JBuilder 2008 and Vista’s Program Compatibility Assistant

One of Vista’s annoyances is this dialog, which you may see shortly after installing an application:

As you can see, I got this after installing CodeGear’s new JBuilder. The reason it annoys me is that it doesn’t tell you what “compatibility settings” it has applied. In this case, even if you go to JBuilder.exe in Explorer and view its properties, you will find all the compatibility options unchecked. So what has it done?

Of course I clicked “What settings are applied”. Here’s what it says:

As you can see, this still does not tell you what settings are applied. By the way, Group Policy enables you to disable the Program Compatibility Assistant completely, but does not show the settings for individual applications.

I ran the registry editor, and found this entry:

It looks like the Persisted key tells Vista which applications have already had settings applied, while the Layers key tells Vista what settings to apply. ELEVATECREATEPROCESS lets the application create child processes which require admin rights, though they still raise a UAC prompt.

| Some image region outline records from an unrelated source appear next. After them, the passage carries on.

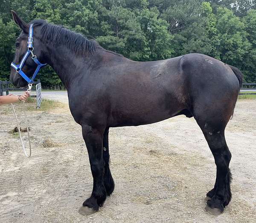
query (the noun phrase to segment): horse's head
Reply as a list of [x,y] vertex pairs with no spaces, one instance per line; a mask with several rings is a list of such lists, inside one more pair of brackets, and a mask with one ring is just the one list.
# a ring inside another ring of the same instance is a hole
[[[17,13],[13,11],[11,11],[12,14],[13,20],[21,29],[21,32],[19,37],[16,39],[15,45],[16,51],[13,60],[13,63],[16,65],[20,63],[24,55],[28,50],[28,38],[29,30],[29,25],[19,17]],[[43,53],[42,50],[42,44],[39,37],[40,29],[35,29],[33,33],[33,52],[39,61],[43,62]],[[29,49],[30,50],[30,49]],[[33,75],[38,65],[33,61],[31,56],[29,55],[25,60],[24,65],[22,66],[21,70],[29,77],[31,77]],[[26,81],[13,68],[11,67],[10,79],[13,84],[18,87],[24,87],[27,84]]]

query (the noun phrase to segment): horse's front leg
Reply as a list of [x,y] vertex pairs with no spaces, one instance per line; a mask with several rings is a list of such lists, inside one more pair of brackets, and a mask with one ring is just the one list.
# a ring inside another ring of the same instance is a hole
[[84,125],[82,126],[82,132],[88,151],[93,187],[90,197],[84,202],[79,212],[82,215],[88,215],[99,210],[107,196],[103,178],[102,143],[104,129]]

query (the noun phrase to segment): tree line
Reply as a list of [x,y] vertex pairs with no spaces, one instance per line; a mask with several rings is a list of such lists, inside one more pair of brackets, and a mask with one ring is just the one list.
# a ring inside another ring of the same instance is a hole
[[[3,0],[0,3],[0,80],[9,79],[25,21],[41,19],[94,38],[133,60],[208,55],[239,68],[256,82],[256,0]],[[49,66],[40,71],[44,87],[61,85]]]

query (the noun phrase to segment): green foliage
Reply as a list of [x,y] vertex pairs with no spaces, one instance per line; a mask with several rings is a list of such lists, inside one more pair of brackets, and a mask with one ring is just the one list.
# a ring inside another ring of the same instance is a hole
[[[46,20],[88,37],[132,60],[192,52],[240,69],[256,82],[256,0],[6,0],[0,3],[0,79],[8,80],[20,31],[9,13]],[[44,88],[62,86],[52,69],[40,70]]]

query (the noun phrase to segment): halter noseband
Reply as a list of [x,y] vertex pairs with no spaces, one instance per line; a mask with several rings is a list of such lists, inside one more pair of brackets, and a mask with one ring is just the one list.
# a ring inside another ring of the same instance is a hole
[[[34,50],[34,48],[33,47],[33,25],[34,24],[31,24],[29,26],[29,38],[28,38],[28,49],[26,52],[26,54],[22,58],[20,63],[18,65],[16,65],[13,62],[12,62],[11,66],[14,68],[17,72],[18,72],[20,75],[28,83],[32,83],[34,82],[34,79],[35,77],[35,75],[38,73],[39,69],[41,66],[46,65],[46,63],[41,63],[38,60],[36,56],[34,54],[33,51]],[[21,69],[24,65],[24,63],[26,61],[26,60],[28,58],[28,57],[29,54],[31,54],[31,58],[32,60],[34,60],[34,62],[37,64],[37,67],[34,72],[34,74],[32,76],[31,79],[29,78],[27,75],[26,75],[24,72],[23,72]]]

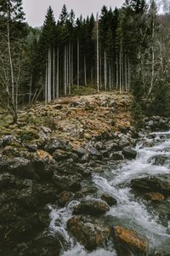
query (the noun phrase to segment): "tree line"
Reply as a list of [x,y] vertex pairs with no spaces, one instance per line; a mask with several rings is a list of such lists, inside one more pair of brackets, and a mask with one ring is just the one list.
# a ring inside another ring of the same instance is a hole
[[22,0],[0,0],[1,105],[16,120],[20,103],[93,86],[133,92],[145,111],[168,114],[169,9],[158,15],[156,3],[126,0],[76,19],[64,5],[58,20],[49,7],[43,26],[32,28]]

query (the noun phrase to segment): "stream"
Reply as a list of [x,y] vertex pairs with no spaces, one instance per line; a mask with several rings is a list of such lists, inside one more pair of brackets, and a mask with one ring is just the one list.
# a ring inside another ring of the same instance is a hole
[[[149,252],[161,251],[170,253],[170,221],[166,221],[152,207],[146,203],[130,187],[133,178],[149,176],[161,176],[167,181],[170,174],[170,131],[155,132],[141,138],[135,148],[137,157],[133,160],[110,162],[102,173],[94,173],[90,185],[98,189],[93,197],[99,198],[104,192],[109,192],[117,201],[117,205],[110,208],[104,218],[112,218],[116,224],[136,230],[146,237]],[[156,156],[165,156],[167,160],[160,165],[152,160]],[[89,197],[89,195],[88,195]],[[48,206],[50,212],[50,232],[60,234],[67,243],[63,245],[61,256],[114,256],[117,255],[114,245],[87,252],[82,246],[69,236],[66,230],[67,220],[72,216],[73,207],[79,201],[76,198],[65,207],[56,208]],[[170,207],[170,198],[166,200]],[[167,254],[166,254],[167,255]],[[169,254],[168,254],[169,255]]]

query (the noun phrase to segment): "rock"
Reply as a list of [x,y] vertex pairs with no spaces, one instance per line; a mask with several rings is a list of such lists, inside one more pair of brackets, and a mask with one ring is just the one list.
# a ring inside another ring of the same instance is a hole
[[90,153],[90,154],[96,156],[98,158],[101,157],[101,153],[98,149],[94,148],[92,145],[88,145],[87,149]]
[[52,137],[47,142],[44,148],[47,152],[53,154],[56,149],[69,150],[70,147],[62,140]]
[[58,202],[60,206],[62,207],[70,201],[70,199],[73,196],[73,193],[69,191],[64,191],[59,195]]
[[133,189],[139,191],[158,192],[165,195],[170,195],[170,183],[156,177],[136,178],[131,181]]
[[156,166],[167,165],[170,166],[170,158],[169,158],[169,156],[166,156],[166,155],[152,156],[148,160],[148,162],[152,165],[156,165]]
[[71,156],[71,152],[68,152],[61,149],[56,149],[54,152],[53,156],[56,160],[63,160],[70,158]]
[[57,110],[60,110],[60,109],[63,108],[63,106],[60,105],[60,104],[57,104],[57,105],[54,107],[54,108],[57,109]]
[[31,160],[21,157],[14,158],[14,160],[9,160],[8,162],[8,171],[20,177],[38,179],[38,176],[35,172]]
[[17,138],[13,135],[6,135],[3,137],[3,147],[8,146],[11,143],[17,142]]
[[37,150],[36,152],[36,154],[37,154],[37,160],[39,160],[53,159],[52,155],[49,153],[43,151],[43,150]]
[[114,205],[116,205],[116,200],[112,197],[110,195],[109,195],[108,193],[104,193],[101,195],[101,199],[105,201],[106,201],[106,203],[110,206],[112,207]]
[[110,236],[110,230],[107,226],[88,216],[73,216],[67,222],[67,229],[89,251],[98,247],[105,247]]
[[25,143],[24,147],[28,149],[29,152],[36,152],[37,150],[37,144],[34,143]]
[[86,148],[81,147],[80,145],[76,146],[74,148],[74,152],[76,152],[81,157],[84,154],[89,154],[89,152]]
[[18,245],[18,251],[20,254],[26,256],[59,256],[61,249],[61,242],[58,236],[50,235],[48,232],[42,232],[36,238],[31,239],[30,243]]
[[[146,255],[148,244],[139,234],[122,226],[114,227],[118,255]],[[129,252],[130,251],[130,252]]]
[[108,212],[109,209],[108,204],[104,201],[89,199],[84,200],[75,206],[73,214],[100,215]]
[[81,189],[82,176],[77,175],[59,175],[57,172],[54,172],[53,180],[58,188],[62,190],[78,191]]
[[123,160],[123,156],[122,154],[119,154],[119,153],[111,153],[110,154],[110,158],[113,160]]
[[146,193],[144,197],[146,200],[150,200],[152,201],[162,201],[165,200],[165,196],[163,195],[156,192]]
[[124,155],[125,158],[128,160],[132,160],[136,158],[137,151],[132,149],[129,147],[127,147],[122,148],[122,154]]

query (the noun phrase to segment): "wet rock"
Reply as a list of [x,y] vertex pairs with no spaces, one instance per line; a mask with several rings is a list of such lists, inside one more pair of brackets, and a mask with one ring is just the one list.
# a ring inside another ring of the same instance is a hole
[[12,143],[17,142],[17,138],[13,135],[6,135],[3,137],[3,147],[10,145]]
[[61,243],[56,236],[42,232],[29,243],[21,243],[17,246],[15,251],[18,256],[59,256]]
[[89,199],[84,200],[75,206],[73,214],[100,215],[108,212],[109,209],[108,204],[104,201]]
[[21,157],[14,158],[14,160],[9,160],[8,162],[8,171],[20,177],[38,179],[38,176],[35,172],[31,160]]
[[116,200],[112,197],[110,194],[108,193],[104,193],[102,195],[101,195],[101,199],[105,201],[106,201],[106,203],[110,206],[110,207],[112,207],[114,205],[116,205]]
[[131,160],[131,159],[135,159],[137,155],[137,151],[132,149],[129,147],[123,148],[122,149],[122,154],[124,155],[125,158]]
[[93,156],[96,156],[97,158],[101,158],[101,153],[98,149],[94,148],[92,145],[88,145],[87,149]]
[[53,158],[49,153],[43,150],[37,150],[36,154],[37,160],[52,160]]
[[76,152],[81,157],[83,155],[89,154],[89,152],[86,148],[81,147],[80,145],[74,148],[74,152]]
[[67,222],[67,229],[86,249],[105,247],[110,236],[110,230],[99,219],[88,216],[74,216]]
[[36,152],[37,150],[37,144],[33,143],[25,143],[23,145],[29,152]]
[[70,158],[71,156],[71,152],[68,152],[61,149],[56,149],[53,154],[53,157],[56,160],[63,160]]
[[74,192],[81,189],[82,176],[80,174],[65,176],[59,175],[58,172],[54,172],[53,180],[57,187],[62,190],[71,190]]
[[69,191],[64,191],[59,195],[58,202],[62,207],[70,201],[74,194]]
[[120,153],[111,153],[110,154],[110,158],[111,159],[111,160],[123,160],[123,156],[122,156],[122,154],[120,154]]
[[48,153],[53,154],[56,149],[69,150],[70,147],[62,140],[52,137],[47,142],[44,148]]
[[63,108],[63,106],[60,105],[60,104],[57,104],[57,105],[54,107],[54,108],[57,109],[57,110],[60,110],[60,109]]
[[133,179],[131,185],[133,189],[139,191],[154,191],[165,195],[170,195],[170,183],[156,177]]
[[114,227],[116,248],[118,255],[146,255],[148,244],[145,239],[133,230],[122,226]]
[[166,155],[152,156],[148,160],[148,162],[156,166],[168,165],[170,166],[170,158],[169,156],[166,156]]
[[163,195],[156,192],[146,193],[144,195],[144,197],[146,200],[150,200],[152,201],[162,201],[165,200],[165,196]]

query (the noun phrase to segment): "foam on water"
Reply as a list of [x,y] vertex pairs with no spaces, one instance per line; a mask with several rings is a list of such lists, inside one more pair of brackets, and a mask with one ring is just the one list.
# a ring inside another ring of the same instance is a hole
[[[133,178],[154,175],[166,175],[170,173],[167,166],[156,166],[148,162],[150,157],[166,155],[170,157],[170,152],[164,152],[164,148],[170,148],[170,131],[154,133],[156,137],[150,138],[150,142],[156,142],[153,147],[143,147],[144,139],[136,146],[138,152],[136,160],[127,160],[114,167],[109,175],[94,174],[93,182],[99,188],[100,194],[109,192],[117,201],[117,205],[110,207],[107,215],[118,219],[122,225],[132,228],[147,237],[150,247],[161,247],[170,251],[170,223],[167,227],[159,222],[158,217],[149,210],[142,201],[137,200],[131,192],[130,181]],[[163,139],[162,140],[162,137]],[[166,139],[167,137],[167,139]],[[148,139],[147,139],[148,141]],[[109,171],[108,171],[109,172]],[[169,199],[170,200],[170,199]],[[70,242],[70,249],[62,253],[62,256],[116,256],[111,248],[99,249],[88,253],[82,246],[73,241],[66,231],[66,222],[71,217],[72,208],[78,201],[71,201],[66,207],[54,209],[50,207],[51,232],[60,232]]]

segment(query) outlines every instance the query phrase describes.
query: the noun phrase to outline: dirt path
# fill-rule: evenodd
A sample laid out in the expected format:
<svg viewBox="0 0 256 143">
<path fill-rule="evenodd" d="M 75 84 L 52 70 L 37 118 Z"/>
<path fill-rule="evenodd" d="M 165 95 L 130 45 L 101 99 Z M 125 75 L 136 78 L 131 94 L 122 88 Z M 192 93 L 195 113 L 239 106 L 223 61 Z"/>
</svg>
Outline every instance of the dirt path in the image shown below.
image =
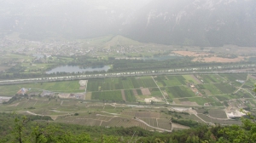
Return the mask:
<svg viewBox="0 0 256 143">
<path fill-rule="evenodd" d="M 125 98 L 125 90 L 121 90 L 122 93 L 122 98 L 125 101 L 126 101 L 126 98 Z"/>
<path fill-rule="evenodd" d="M 247 80 L 244 81 L 244 83 L 238 88 L 238 89 L 236 91 L 234 92 L 234 94 L 236 94 L 238 91 L 240 91 L 242 89 L 241 87 L 249 80 L 249 77 L 250 77 L 250 75 L 248 74 Z"/>
<path fill-rule="evenodd" d="M 165 94 L 163 94 L 163 91 L 162 91 L 162 90 L 160 89 L 160 88 L 157 85 L 157 83 L 156 83 L 155 80 L 154 79 L 153 76 L 151 76 L 151 77 L 152 77 L 153 81 L 154 82 L 155 85 L 157 86 L 157 88 L 159 89 L 159 90 L 161 92 L 162 96 L 163 96 L 164 99 L 166 100 L 166 104 L 170 104 L 170 103 L 167 101 L 167 100 L 166 100 Z"/>
<path fill-rule="evenodd" d="M 196 82 L 198 82 L 200 84 L 202 83 L 201 81 L 199 80 L 195 75 L 191 75 L 191 77 L 192 77 Z"/>
</svg>

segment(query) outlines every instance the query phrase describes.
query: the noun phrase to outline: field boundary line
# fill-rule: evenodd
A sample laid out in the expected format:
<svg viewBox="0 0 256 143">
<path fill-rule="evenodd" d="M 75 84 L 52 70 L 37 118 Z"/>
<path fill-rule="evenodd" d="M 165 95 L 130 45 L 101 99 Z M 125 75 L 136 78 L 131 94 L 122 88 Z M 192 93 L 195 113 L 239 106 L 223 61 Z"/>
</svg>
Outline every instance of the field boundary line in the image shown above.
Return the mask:
<svg viewBox="0 0 256 143">
<path fill-rule="evenodd" d="M 38 103 L 38 100 L 36 100 L 36 102 L 34 103 L 33 106 Z"/>
<path fill-rule="evenodd" d="M 155 82 L 155 80 L 154 79 L 153 76 L 151 76 L 151 77 L 152 77 L 153 81 L 154 82 L 155 85 L 157 86 L 157 88 L 159 89 L 159 90 L 161 92 L 162 96 L 164 97 L 164 99 L 165 99 L 166 101 L 166 104 L 170 104 L 170 103 L 167 101 L 166 96 L 164 95 L 163 91 L 160 89 L 160 87 L 158 86 L 158 84 L 156 83 L 156 82 Z"/>
</svg>

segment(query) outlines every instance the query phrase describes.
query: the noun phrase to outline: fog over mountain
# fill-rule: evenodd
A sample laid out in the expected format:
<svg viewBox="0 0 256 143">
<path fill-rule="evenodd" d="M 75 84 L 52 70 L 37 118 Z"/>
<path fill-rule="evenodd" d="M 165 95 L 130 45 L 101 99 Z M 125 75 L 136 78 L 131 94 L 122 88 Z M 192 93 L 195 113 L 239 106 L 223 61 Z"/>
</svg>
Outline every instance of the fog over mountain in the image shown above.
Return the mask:
<svg viewBox="0 0 256 143">
<path fill-rule="evenodd" d="M 256 46 L 254 0 L 1 0 L 1 37 L 120 34 L 164 44 Z"/>
</svg>

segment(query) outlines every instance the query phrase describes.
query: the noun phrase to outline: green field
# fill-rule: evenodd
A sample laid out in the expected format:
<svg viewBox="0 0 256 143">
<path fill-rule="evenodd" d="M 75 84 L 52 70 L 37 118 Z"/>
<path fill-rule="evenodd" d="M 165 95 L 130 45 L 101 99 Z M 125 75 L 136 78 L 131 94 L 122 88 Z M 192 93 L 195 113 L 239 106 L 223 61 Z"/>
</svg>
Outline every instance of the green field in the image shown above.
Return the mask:
<svg viewBox="0 0 256 143">
<path fill-rule="evenodd" d="M 160 87 L 172 87 L 186 84 L 186 79 L 183 76 L 157 76 L 154 77 L 154 80 Z"/>
<path fill-rule="evenodd" d="M 88 91 L 131 89 L 140 88 L 156 87 L 150 77 L 122 77 L 89 80 Z"/>
<path fill-rule="evenodd" d="M 223 93 L 214 84 L 198 84 L 199 90 L 209 90 L 212 94 L 222 94 Z"/>
<path fill-rule="evenodd" d="M 212 103 L 212 102 L 216 101 L 216 100 L 212 96 L 209 96 L 209 97 L 193 97 L 193 98 L 188 98 L 187 100 L 189 101 L 191 101 L 191 102 L 196 102 L 200 106 L 204 106 L 205 103 Z"/>
<path fill-rule="evenodd" d="M 135 102 L 136 98 L 134 96 L 133 91 L 132 90 L 125 90 L 125 100 L 128 102 Z"/>
<path fill-rule="evenodd" d="M 188 88 L 184 86 L 175 86 L 166 88 L 169 96 L 171 98 L 183 98 L 183 97 L 193 97 L 195 94 Z"/>
<path fill-rule="evenodd" d="M 186 79 L 187 83 L 199 84 L 200 83 L 197 80 L 195 80 L 192 76 L 193 75 L 183 75 L 183 77 Z"/>
<path fill-rule="evenodd" d="M 91 100 L 108 100 L 108 101 L 123 101 L 120 90 L 92 92 Z"/>
<path fill-rule="evenodd" d="M 219 77 L 218 75 L 200 75 L 200 77 L 202 78 L 204 83 L 222 83 L 224 79 Z"/>
</svg>

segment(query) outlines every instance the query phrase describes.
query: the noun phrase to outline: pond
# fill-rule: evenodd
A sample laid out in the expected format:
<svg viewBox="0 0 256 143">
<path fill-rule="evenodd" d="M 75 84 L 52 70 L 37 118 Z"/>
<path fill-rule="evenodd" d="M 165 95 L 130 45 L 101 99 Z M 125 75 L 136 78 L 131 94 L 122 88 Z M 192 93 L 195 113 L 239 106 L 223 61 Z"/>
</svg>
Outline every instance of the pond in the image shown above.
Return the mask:
<svg viewBox="0 0 256 143">
<path fill-rule="evenodd" d="M 44 54 L 32 54 L 33 57 L 36 57 L 38 59 L 40 59 L 40 58 L 44 58 Z"/>
<path fill-rule="evenodd" d="M 161 56 L 154 56 L 154 57 L 143 57 L 143 60 L 172 60 L 172 59 L 177 59 L 181 58 L 178 55 L 161 55 Z"/>
<path fill-rule="evenodd" d="M 94 71 L 108 71 L 110 69 L 109 66 L 96 66 L 96 67 L 86 67 L 86 68 L 81 68 L 79 66 L 58 66 L 55 67 L 50 71 L 46 72 L 47 74 L 51 73 L 56 73 L 56 72 L 94 72 Z"/>
</svg>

I also found this Microsoft article which does a good job of explaining how the Compatibility Assistant works. It appears that JBuilder 2008 tries to run something which requires administrator permissions, but does not use the  correct Vista technique for doing so. I soon found out what it is:

It’s running regedit, and exporting some keys that appear to relate to Mozilla’s Gecko Runtime project, for embedding a browser in an application. Unfortunately it does this (twice) every time it runs, which is unlikely to be necessary. You would have thought there would be a better way to use these registry entries, than exporting a temporary file.

Conclusions? None really; I just wanted to know what this annoying wizard does. A couple of observations though. First, it’s careless of CodeGear to let JBuilder 2008 out like this. It just looks bad, to have your app identified as an old one that needs compatibility help.

Second, if you read Microsoft’s article you’ll notice that among other things Vista “instruments” the CreateProcess API call in order to make this work. There must be a performance impact. I guess Microsoft will say it is a small one; but I guess it also makes its little contribution to Vista’s overall performance issues.